I’ve been taking daily pictures and writing about them for a month today, so I thought this would be a good time to reflect on my first month of blogging.
It’s been an interesting process for me. At first I wasn’t sure if I really wanted to do this, but after a couple of conversations and a randomly drawn card, I knew that this was the right thing for me to do and the right time to do it.
My original plan was just to take a picture each day and write a few sentences about it and that would be it.
But I found out really early on that a lot of the pictures had stories that needed more than a few sentences, and some of them triggered seemingly unrelated memories and thoughts. So my photo of my coffee mug turned into a story about not judging people by what you hear about them, and my photo of my Twitter feed became my thoughts on a lifetime of being told I was shy.

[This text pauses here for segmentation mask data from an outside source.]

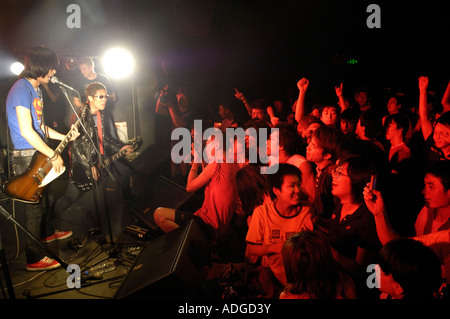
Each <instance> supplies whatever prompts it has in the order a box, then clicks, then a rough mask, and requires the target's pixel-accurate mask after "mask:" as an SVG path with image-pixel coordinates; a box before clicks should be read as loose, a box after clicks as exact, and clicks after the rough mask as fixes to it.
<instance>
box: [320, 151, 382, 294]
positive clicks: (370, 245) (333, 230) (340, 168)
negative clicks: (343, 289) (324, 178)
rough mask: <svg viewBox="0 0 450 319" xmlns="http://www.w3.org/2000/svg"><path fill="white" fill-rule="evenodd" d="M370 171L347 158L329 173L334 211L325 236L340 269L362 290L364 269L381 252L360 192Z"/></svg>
mask: <svg viewBox="0 0 450 319" xmlns="http://www.w3.org/2000/svg"><path fill="white" fill-rule="evenodd" d="M373 173H374V169H373V167H372V165H371V163H370V162H368V161H366V160H364V159H362V158H358V157H350V158H347V159H346V160H344V161H340V162H339V165H338V166H337V167H336V168H335V170H334V171H333V180H332V184H331V185H332V189H331V192H332V194H333V196H335V198H336V199H337V204H336V209H335V211H334V213H333V215H332V216H331V219H330V220H329V222H328V227H327V232H328V239H329V241H330V245H331V247H332V250H333V254H334V256H335V259H336V260H337V262H338V263H339V264H340V265H341V267H342V268H343V269H344V271H346V272H347V273H348V274H350V275H351V276H352V277H353V279H354V281H355V284H356V287H357V288H358V287H359V289H358V290H359V292H360V293H364V292H365V291H364V290H363V291H361V290H360V288H361V287H365V274H366V273H365V272H366V267H367V266H368V265H369V264H371V263H372V262H373V259H374V257H375V256H376V254H377V252H378V251H379V249H380V248H381V243H380V241H379V239H378V235H377V229H376V227H375V220H374V217H373V215H372V213H371V212H370V211H369V210H368V208H367V206H366V204H365V203H364V197H363V190H364V187H365V186H366V185H367V183H369V181H370V180H371V175H372V174H373Z"/></svg>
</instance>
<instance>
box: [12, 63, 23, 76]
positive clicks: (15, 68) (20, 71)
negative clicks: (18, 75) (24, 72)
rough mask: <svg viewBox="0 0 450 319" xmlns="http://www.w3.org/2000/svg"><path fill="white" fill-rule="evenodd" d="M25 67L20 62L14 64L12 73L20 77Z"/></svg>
mask: <svg viewBox="0 0 450 319" xmlns="http://www.w3.org/2000/svg"><path fill="white" fill-rule="evenodd" d="M24 68H25V67H24V66H23V64H22V63H20V62H14V63H13V64H11V67H10V68H9V69H10V70H11V72H12V73H13V74H15V75H19V74H20V73H22V71H23V69H24Z"/></svg>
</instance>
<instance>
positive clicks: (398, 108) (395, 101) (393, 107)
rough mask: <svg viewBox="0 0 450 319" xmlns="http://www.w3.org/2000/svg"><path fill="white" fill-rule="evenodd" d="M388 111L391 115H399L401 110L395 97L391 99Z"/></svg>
mask: <svg viewBox="0 0 450 319" xmlns="http://www.w3.org/2000/svg"><path fill="white" fill-rule="evenodd" d="M387 109H388V112H389V114H394V113H398V110H399V109H400V105H399V104H398V101H397V99H396V98H395V97H391V98H390V99H389V101H388V105H387Z"/></svg>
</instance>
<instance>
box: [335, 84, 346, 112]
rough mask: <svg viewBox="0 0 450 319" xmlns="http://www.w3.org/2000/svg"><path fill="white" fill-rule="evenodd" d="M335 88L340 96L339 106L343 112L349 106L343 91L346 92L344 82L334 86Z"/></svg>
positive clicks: (338, 98)
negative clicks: (343, 87) (344, 87)
mask: <svg viewBox="0 0 450 319" xmlns="http://www.w3.org/2000/svg"><path fill="white" fill-rule="evenodd" d="M334 90H335V92H336V96H337V98H338V104H339V107H340V108H341V113H342V111H344V110H345V109H346V108H347V106H346V104H345V100H344V94H343V92H344V90H343V83H341V84H340V85H339V86H336V87H334Z"/></svg>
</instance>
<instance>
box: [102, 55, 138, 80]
mask: <svg viewBox="0 0 450 319" xmlns="http://www.w3.org/2000/svg"><path fill="white" fill-rule="evenodd" d="M103 67H104V70H105V72H106V73H107V74H108V75H109V76H110V77H112V78H116V79H121V78H126V77H128V76H129V75H131V73H133V70H134V60H133V56H132V55H131V53H130V52H128V51H126V50H124V49H121V48H114V49H110V50H108V51H107V52H106V53H105V55H104V56H103Z"/></svg>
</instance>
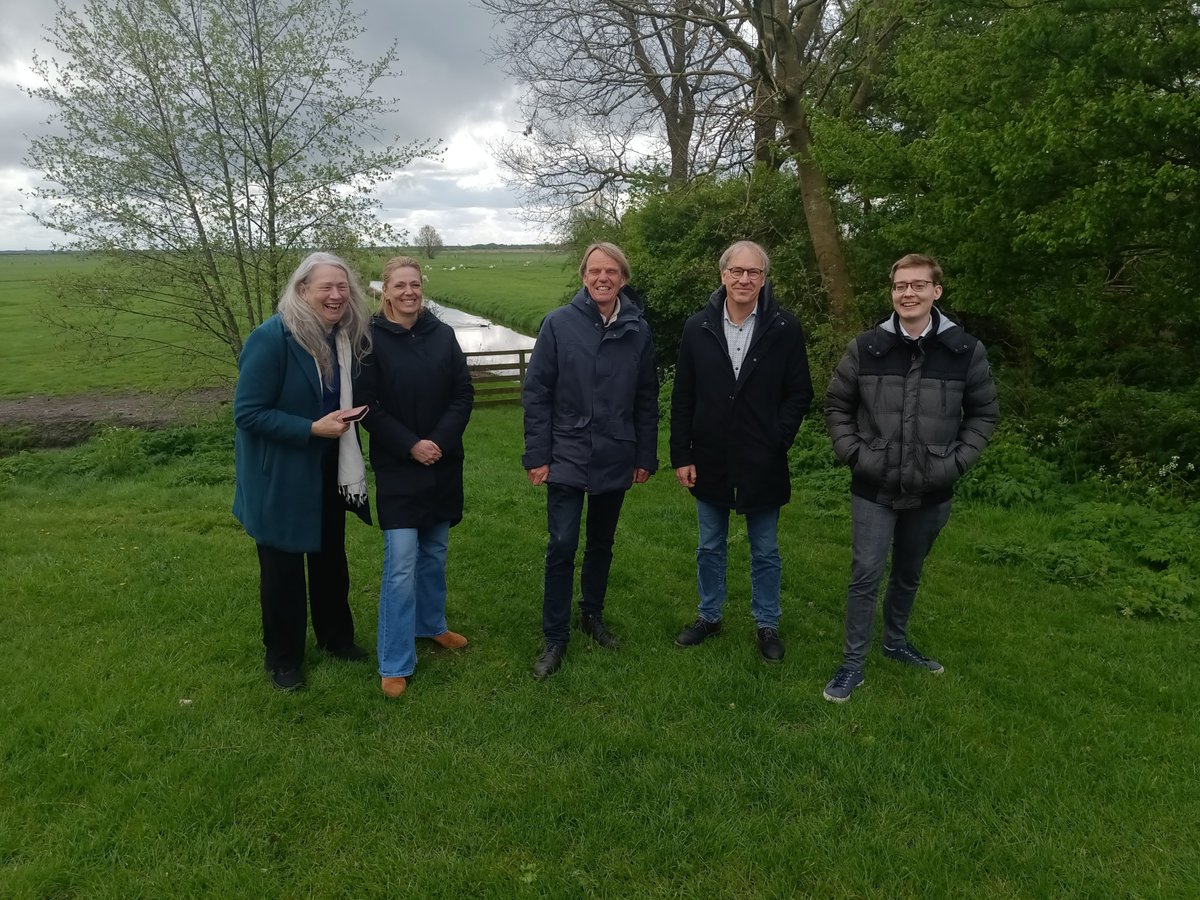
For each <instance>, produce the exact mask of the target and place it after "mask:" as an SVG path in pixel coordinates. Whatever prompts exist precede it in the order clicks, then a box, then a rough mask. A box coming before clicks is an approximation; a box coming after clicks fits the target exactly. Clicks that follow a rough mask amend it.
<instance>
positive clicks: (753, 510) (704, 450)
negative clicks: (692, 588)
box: [671, 241, 812, 662]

I wondered if anyone would care what I had to say – after all this is just one blog in the hundreds of thousands or even millions that are out there. I’m not a celebrity and I don’t create great art or write great words of inspiration. I’m just a normal working mum, with lots of insecurities, fears, hopes, dreams, highs, lows, good days and bad days.

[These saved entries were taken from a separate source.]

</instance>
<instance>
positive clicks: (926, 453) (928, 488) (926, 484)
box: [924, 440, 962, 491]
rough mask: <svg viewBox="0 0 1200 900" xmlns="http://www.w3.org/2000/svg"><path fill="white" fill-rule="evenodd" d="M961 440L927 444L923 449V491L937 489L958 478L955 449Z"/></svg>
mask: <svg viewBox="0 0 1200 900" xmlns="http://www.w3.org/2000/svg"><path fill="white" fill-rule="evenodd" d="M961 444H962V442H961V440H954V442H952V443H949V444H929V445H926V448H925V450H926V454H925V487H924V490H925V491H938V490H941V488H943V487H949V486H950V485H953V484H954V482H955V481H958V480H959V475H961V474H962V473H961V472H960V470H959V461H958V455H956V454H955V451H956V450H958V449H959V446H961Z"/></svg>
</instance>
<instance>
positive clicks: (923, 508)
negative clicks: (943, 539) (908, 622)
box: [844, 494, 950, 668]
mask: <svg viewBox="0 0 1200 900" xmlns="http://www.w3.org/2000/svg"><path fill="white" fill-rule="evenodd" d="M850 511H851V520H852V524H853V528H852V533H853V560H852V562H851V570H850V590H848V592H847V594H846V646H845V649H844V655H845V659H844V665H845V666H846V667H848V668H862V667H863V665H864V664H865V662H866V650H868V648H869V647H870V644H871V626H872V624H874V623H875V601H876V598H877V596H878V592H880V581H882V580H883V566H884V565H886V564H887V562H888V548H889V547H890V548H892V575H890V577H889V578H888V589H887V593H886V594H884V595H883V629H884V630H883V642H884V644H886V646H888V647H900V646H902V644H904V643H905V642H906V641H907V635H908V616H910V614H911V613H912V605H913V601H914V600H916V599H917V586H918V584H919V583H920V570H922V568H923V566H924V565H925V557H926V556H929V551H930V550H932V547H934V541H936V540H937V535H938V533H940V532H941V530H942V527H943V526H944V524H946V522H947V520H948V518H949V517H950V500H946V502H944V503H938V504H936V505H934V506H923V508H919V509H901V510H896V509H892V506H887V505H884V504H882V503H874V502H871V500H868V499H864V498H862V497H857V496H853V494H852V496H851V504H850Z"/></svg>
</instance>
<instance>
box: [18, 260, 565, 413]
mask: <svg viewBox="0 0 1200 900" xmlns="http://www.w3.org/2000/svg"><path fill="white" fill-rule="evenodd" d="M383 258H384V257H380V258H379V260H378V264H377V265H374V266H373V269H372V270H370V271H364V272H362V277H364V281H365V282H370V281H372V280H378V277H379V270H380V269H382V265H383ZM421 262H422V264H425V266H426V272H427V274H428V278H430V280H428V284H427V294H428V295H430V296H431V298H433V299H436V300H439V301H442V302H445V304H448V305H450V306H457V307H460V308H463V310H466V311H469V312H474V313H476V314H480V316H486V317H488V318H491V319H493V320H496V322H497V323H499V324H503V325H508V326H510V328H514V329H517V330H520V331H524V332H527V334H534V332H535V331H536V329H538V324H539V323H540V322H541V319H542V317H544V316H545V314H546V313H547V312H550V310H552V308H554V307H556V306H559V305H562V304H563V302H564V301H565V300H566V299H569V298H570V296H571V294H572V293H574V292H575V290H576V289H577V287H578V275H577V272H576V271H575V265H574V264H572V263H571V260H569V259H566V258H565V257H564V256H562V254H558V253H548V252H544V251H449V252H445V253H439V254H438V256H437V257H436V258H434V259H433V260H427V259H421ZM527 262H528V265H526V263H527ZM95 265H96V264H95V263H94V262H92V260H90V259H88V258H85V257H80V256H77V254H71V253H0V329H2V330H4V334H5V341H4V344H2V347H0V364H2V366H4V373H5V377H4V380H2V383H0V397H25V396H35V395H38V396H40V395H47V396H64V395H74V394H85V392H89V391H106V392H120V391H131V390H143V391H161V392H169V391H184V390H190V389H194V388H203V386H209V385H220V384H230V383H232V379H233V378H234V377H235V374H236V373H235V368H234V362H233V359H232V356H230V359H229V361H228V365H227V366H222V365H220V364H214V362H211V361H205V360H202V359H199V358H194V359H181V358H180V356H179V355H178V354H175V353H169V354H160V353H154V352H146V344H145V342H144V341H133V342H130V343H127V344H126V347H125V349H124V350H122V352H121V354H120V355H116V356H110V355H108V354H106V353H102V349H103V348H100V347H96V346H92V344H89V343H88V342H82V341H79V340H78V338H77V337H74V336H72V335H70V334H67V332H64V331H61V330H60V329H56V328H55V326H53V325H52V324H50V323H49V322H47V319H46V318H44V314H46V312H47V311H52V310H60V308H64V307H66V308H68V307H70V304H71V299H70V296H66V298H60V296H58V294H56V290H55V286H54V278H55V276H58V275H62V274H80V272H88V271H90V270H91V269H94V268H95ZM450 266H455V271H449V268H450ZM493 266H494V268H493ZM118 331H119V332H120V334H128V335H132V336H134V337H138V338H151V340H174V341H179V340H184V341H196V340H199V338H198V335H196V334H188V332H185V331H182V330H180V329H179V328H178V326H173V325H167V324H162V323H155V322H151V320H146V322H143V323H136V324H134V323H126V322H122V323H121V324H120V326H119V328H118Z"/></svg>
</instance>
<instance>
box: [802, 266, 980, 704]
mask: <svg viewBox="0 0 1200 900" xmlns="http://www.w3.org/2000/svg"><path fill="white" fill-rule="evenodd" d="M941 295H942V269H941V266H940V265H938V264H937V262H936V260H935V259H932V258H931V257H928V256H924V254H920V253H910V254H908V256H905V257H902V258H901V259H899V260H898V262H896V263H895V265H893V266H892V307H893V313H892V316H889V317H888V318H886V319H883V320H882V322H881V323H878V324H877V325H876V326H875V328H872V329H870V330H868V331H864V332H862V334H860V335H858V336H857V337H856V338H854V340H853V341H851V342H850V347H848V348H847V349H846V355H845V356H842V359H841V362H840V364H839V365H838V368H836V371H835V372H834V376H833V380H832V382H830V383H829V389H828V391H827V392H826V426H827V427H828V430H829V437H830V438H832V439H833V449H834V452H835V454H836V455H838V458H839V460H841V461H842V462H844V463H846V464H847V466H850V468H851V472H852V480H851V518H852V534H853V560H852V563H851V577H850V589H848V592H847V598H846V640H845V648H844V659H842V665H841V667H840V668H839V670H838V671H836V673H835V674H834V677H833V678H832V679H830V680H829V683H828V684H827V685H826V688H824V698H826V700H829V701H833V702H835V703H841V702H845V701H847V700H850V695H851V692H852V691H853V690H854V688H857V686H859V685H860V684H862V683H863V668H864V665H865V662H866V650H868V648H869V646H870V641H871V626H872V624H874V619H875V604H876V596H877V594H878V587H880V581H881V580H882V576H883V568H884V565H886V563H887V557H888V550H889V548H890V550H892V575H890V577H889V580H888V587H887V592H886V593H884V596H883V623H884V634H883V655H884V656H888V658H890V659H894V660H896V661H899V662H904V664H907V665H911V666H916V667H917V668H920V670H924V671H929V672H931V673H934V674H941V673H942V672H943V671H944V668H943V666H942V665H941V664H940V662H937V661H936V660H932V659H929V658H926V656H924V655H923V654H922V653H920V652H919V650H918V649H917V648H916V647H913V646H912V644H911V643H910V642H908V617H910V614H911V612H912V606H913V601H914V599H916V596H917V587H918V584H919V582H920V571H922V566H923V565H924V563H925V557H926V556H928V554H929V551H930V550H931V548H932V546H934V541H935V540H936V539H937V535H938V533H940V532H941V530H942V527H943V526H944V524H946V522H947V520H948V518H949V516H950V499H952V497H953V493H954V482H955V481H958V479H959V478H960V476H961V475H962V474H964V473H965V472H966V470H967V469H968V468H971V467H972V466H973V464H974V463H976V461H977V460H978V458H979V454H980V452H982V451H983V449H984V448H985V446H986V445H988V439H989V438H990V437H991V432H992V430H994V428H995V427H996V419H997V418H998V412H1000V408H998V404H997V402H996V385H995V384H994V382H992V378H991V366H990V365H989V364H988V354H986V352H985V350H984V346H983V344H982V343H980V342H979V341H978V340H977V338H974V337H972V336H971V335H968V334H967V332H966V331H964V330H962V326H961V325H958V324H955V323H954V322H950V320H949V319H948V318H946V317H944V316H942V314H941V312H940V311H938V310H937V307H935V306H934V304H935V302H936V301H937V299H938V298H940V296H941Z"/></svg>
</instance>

But despite this, I’m thrilled that I have readers who read my posts and leave me comments – on here, on facebook and on twitter, or sometimes in person. I love that people I don’t even know, or have only met briefly, take the time to reply to what I’ve said.
And I like how different people ‘get’ different things that I write. Some people like scrapbooking, some people like my photos. Some like the mum stuff and some like the gardening. I don’t expect everyone to be interested in every single thing I write and I don’t expect everyone to agree with me either.

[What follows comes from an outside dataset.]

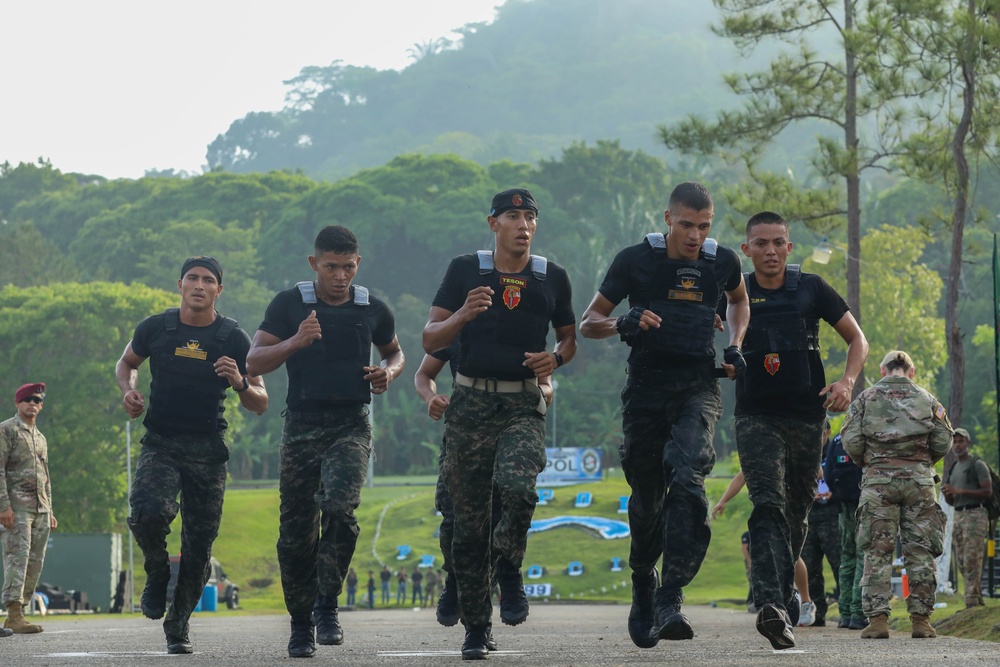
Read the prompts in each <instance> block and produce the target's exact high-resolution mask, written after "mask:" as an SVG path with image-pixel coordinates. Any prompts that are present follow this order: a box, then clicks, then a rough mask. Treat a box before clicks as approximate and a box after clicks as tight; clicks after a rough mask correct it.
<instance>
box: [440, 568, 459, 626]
mask: <svg viewBox="0 0 1000 667" xmlns="http://www.w3.org/2000/svg"><path fill="white" fill-rule="evenodd" d="M437 617H438V623H440V624H441V625H444V626H446V627H449V628H450V627H451V626H453V625H455V624H456V623H458V621H459V619H460V618H461V617H462V611H461V609H459V606H458V582H457V581H456V580H455V575H454V574H452V573H451V572H449V573H448V576H447V577H445V580H444V586H443V587H442V588H441V595H440V596H438V609H437Z"/></svg>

One of the things that I’m grappling with in creating an online presence is how much to actually say, what I want to make public and what I don’t. There are some parts of my life I don’t want to share, and I suppose what I feel comfortable sharing will change as my circumstances change. I also need to take care not to say anything about other people that they might not want ‘out there’.
I also think that if I wouldn’t say (or at some point haven’t said) something in real life then I shouldn’t say it online. Sometimes I might need to make it clear that I’m talking about my own circumstances and that my thoughts on my situation are in no way a judgement on what anyone else does.
I don’t set out to offend or upset anyone. If someone disagrees with me, that’s fine, but I’m not going to apologise for being me and hide my opinions just because someone else might not agree. I just ask that you respect my views, as I will respect yours.
What all that boils down to is that I don’t see the point of writing this blog if I’m not going to be myself.
Having started writing about what I’m doing and how I’m feeling, I now feel less like I’m the only person in the world battling with trying to keep my house organised, or overcoming a fear of meeting new people, or coping with sending my child to school for the first time. And while it doesn’t lessen my own day to day struggles, knowing that there are other people out there dealing with the same things reassures me that I’m not on my own.
So thank you everyone who has read any of my posts and has said something to me about anything I’ve written. I appreciate you taking the time to do that, and it means a lot to me.
And so to the photo:
|31 January 2011|
This is a digital layout for my Project Life album. It’s based on the Project 365 app on my phone, where you take a photo each day and slot it into the relevant day on the month’s grid.
|P365 app screenshot|
Obviously this is a January calendar grid, painstakingly created in Photoshop Elements, and each day I’ve simply cropped and resized the photo of the day from the blog, dropped it into the grid and added the date in the corner.
The grid is a 10.5” square and each photo is resized to a 1.3” square. I’ll put a border around it and have it printed as an 11×14” print (once I’ve shopped around for prices).
Then all I’ll have to do is stick it to a 12×12” sheet of cardstock, slot it into a page protector and add it to the Project Life album. On the other side of the page protector I’ll write up a brief description of each photo and a few embellishments to jazz up the page a bit.
And that will be January’s photo of the day done. Easy.